Actually NAFLD is considered part of the Metabolic Syndrome,28 however the mechanism involved in the development of liver injury is not clear. In this study insulin resistance determined by HOMA-IR was found in the majority of the overweight and obese children with or without hepatic inflammation. In a similar way in 67 obese children insulin resistance was demonstrated in all and 12 of them (17.9%) had raised ALT levels.29 Insulin resistance is an important factor in the accumulation of hepatocellular fat, whereas excess intracellular fatty acids, oxidant stress, adenosine triphosphate depletion and mitochondrial dysfunction may be important causes of hepatocellular injury in the steatotic liver, it is still to be defined the role of insulin resistance in steatohepatitis and determine if other metabolic abnormalities in a subject with a predisposing genetic environment cause the development of liver disease and progression to cirrhosis.24,28,30 Although the detection or not of elevated ALT in an obese child, metabolic consequences are multiple and begin in childhood; the risk of developing obesity in adulthood is 80% in those who were obese children; we found a portion of obese children with insulin resistance without biochemical evidence of liver disease, the early recognition and treatment of this problem may lower the risks of complications in infant obesity including NAFLD.18,31,32 Management with weight reducing diets and physical activity had demonstrated the normalization of serum ALT.5,7,23 Treatment with AUDC and Vitamin E reported in children, showed to be ineffective in obese children to normalized elevated ALT.25,33 Clearly these reports did not support a long term benefit and weight control treatment and physical activity program continue to be the first choice, in all of our children a gradual weight loss and exercise program was indicated. Closely monitoring metabolic risk factors and liver function test in these children, will permit to select those for liver biopsy and treatment with new promising medication that reduce insulin resistance.34

The diagnosis of NAFLD required clinically a high index of suspicion because the majority of patients are asymptomatic or elevated transaminases are noted incidentally during blood test, clinical features such as obesity could help to detect those in risk.
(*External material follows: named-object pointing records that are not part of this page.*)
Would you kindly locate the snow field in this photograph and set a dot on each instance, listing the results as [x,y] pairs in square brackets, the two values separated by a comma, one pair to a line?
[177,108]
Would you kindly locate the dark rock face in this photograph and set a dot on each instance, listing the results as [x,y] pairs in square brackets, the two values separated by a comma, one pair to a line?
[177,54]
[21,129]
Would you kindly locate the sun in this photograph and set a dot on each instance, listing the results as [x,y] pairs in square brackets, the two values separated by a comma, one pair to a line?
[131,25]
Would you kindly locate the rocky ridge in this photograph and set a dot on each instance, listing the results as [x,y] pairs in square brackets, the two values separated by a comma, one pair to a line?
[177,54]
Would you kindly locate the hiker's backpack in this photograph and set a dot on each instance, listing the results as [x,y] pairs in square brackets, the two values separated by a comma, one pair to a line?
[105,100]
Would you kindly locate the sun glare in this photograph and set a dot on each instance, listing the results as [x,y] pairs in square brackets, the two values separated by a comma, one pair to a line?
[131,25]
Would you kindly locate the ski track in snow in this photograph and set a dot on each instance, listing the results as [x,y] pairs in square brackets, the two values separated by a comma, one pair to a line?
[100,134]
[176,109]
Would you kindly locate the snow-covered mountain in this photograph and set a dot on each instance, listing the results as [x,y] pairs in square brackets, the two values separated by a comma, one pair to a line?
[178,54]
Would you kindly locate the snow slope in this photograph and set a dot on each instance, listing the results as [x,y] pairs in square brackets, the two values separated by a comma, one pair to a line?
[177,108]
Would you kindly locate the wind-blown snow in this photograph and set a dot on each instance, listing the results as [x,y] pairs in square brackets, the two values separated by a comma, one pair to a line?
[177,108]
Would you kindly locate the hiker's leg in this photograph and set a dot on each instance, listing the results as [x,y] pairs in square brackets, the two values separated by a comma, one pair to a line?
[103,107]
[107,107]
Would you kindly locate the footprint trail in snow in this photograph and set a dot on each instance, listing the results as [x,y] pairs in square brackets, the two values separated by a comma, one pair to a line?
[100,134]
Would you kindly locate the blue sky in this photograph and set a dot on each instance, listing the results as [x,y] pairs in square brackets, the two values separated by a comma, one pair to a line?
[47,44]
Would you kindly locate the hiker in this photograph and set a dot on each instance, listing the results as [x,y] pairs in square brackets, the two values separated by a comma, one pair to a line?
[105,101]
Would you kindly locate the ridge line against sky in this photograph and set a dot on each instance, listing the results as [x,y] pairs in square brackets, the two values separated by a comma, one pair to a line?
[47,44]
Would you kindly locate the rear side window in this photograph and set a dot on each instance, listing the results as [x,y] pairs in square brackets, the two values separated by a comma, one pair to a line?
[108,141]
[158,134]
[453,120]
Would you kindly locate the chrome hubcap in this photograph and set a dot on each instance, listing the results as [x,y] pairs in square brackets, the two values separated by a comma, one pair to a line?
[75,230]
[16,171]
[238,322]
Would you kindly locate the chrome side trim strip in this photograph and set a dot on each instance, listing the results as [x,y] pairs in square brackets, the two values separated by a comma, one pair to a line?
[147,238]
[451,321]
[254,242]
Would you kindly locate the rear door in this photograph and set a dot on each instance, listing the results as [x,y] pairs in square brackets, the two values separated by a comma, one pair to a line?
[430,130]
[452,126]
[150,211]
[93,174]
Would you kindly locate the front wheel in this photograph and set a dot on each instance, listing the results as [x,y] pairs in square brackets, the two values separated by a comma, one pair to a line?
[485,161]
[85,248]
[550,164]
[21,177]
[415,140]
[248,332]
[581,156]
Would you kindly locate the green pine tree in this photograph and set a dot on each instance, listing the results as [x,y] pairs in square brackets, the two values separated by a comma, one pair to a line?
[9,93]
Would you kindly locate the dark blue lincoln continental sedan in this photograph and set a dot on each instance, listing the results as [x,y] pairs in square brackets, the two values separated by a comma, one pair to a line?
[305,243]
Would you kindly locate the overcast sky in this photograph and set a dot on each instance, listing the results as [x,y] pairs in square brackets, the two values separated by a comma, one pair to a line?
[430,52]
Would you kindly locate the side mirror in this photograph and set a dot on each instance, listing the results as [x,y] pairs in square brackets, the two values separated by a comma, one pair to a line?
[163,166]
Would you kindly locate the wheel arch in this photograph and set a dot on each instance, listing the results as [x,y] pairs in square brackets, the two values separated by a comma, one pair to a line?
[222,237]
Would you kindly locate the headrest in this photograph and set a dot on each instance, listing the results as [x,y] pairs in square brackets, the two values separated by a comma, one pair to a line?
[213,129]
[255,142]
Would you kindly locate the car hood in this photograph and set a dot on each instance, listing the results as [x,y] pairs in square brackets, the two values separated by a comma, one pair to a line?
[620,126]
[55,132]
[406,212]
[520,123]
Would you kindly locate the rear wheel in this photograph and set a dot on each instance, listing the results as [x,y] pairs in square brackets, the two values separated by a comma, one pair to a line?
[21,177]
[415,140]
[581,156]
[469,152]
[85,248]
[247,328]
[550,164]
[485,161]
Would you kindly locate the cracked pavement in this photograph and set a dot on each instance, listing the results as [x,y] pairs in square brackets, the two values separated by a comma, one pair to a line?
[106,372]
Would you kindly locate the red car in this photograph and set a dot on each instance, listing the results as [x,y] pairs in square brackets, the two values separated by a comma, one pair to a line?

Although NAFLD can occur in children with weights appropriated for their age in most of the reports weight is characteristically above the 85th percentile,4-9 in our study in order to identify those children with major risk to develop NAFLD we decided to evaluate those with overweight and obesity and ruled out other frequent causes of chronic hepatitis; with this evaluation 7 children were excluded from the study because they were found to have positive HBsAg, these cases underwent further evaluation for Hepatitis B management as per the current recommendations guidelines.35

In this study the frequency of altered liver function test in children with excessive body weight was elevated to that observed in others populations. The metabolic alterations in obese children with and without elevated ALT were similar. The presence of obesity and hyperinsulinemia, associated with elevated aminotransferases, may help to identify cases on risk to develop progressive liver disease.22 It is known that hyperinsulinemia favors retention of triglyceride in hepatocytes especially in obese subjects, however steatosis by itself can exist without progressive fibrosis;30 thus it is possible that unknown intrahepatic mechanisms may cause the hepatocellular necrosis and inflammation. Further studies are needed to enhance our understanding of the pathogenesis and natural history of this condition in order to give an effective medical therapy.